Governor Whitmer Calls for Huge New Tax Cut for Seniors The Michigan governor’s proposed budget would cut taxes on pension income, saving about 500,000 retirees roughly $1,000 a year, and restore tax deductions on other retirement income.
By Main Street Sentinel Staff
Michigan Governor Gretchen Whitmer’s proposed budget would deliver huge new tax cuts to seniors. Whitmer recently outlined a plan to cut taxes on public pensions and reinstate deductions for private retirement income, saying that the changes would put money back into the pockets of retirees and help them afford essentials like prescriptions, rent, utilities, and car payments.
The Detroit Free Press reported that the tax cuts on private pensions would be phased in over three years, starting with a 25 percent reduction for retirees age 65 and older, with age eligibility decreasing until the plan is fully implemented in 2025. Once in place, the plan would save roughly 500,000 seniors about $1,000 annually. Whitmer’s plan would also restore tax deductions for other retirement income, including private pensions, IRAs, and 401ks.

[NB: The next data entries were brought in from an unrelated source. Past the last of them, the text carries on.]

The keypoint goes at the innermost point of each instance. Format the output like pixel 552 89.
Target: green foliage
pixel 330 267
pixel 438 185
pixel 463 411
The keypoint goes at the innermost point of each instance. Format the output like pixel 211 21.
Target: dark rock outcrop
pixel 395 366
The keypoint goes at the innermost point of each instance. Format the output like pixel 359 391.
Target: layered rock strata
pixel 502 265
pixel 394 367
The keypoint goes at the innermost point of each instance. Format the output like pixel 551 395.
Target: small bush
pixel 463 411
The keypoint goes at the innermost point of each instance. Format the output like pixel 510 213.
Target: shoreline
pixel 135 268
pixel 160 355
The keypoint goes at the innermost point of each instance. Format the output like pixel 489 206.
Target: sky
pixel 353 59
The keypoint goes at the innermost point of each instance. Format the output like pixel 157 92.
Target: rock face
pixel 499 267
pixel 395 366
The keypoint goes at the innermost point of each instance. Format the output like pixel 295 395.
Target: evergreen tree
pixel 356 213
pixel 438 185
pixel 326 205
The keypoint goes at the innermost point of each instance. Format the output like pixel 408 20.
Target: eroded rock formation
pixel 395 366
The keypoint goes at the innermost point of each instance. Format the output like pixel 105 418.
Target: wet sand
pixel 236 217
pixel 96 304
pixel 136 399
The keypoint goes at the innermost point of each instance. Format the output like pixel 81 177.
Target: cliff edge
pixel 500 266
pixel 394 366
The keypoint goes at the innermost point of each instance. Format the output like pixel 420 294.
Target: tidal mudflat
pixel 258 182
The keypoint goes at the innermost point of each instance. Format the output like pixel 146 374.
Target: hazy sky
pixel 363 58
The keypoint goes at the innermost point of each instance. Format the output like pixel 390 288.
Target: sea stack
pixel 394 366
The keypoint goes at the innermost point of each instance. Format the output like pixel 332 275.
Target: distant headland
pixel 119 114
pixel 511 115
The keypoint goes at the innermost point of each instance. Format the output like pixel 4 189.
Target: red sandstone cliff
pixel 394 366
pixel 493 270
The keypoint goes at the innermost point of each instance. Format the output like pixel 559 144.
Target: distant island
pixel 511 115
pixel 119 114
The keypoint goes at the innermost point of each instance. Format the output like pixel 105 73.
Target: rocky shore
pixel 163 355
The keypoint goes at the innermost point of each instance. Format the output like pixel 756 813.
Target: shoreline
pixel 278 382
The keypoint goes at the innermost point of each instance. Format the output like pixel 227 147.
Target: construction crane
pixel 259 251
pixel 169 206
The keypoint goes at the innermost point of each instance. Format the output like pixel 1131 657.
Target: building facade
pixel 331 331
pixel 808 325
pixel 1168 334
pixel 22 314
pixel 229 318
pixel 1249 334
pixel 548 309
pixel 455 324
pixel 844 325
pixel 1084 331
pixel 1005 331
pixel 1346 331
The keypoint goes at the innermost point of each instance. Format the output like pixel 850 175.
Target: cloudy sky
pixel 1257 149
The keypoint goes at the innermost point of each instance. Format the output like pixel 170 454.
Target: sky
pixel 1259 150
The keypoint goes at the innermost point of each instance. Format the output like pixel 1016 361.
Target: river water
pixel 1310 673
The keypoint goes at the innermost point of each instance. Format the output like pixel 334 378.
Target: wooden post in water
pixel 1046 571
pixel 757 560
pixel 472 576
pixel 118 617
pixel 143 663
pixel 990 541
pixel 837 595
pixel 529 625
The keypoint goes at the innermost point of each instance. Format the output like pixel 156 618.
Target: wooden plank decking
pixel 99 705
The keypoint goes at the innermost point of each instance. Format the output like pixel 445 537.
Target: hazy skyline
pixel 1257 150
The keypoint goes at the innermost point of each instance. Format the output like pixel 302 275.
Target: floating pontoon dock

AARP Michigan Director Paula D. Cunningham said: “We support the governor’s call to phase out the retirement tax that so egregiously pulled the rug out from under a large swath of retirees who planned and counted on a pension not diminished by taxation.”
She continued: “Michiganders who have worked hard, played by the rules and paid their dues deserve to retire with dignity, but too many have been forced to go back to work to pay the bills. We urge state legislators to do the right thing by repealing this law and help build Michigan’s reputation as the first ‘age-friendly’ state in the Midwest.”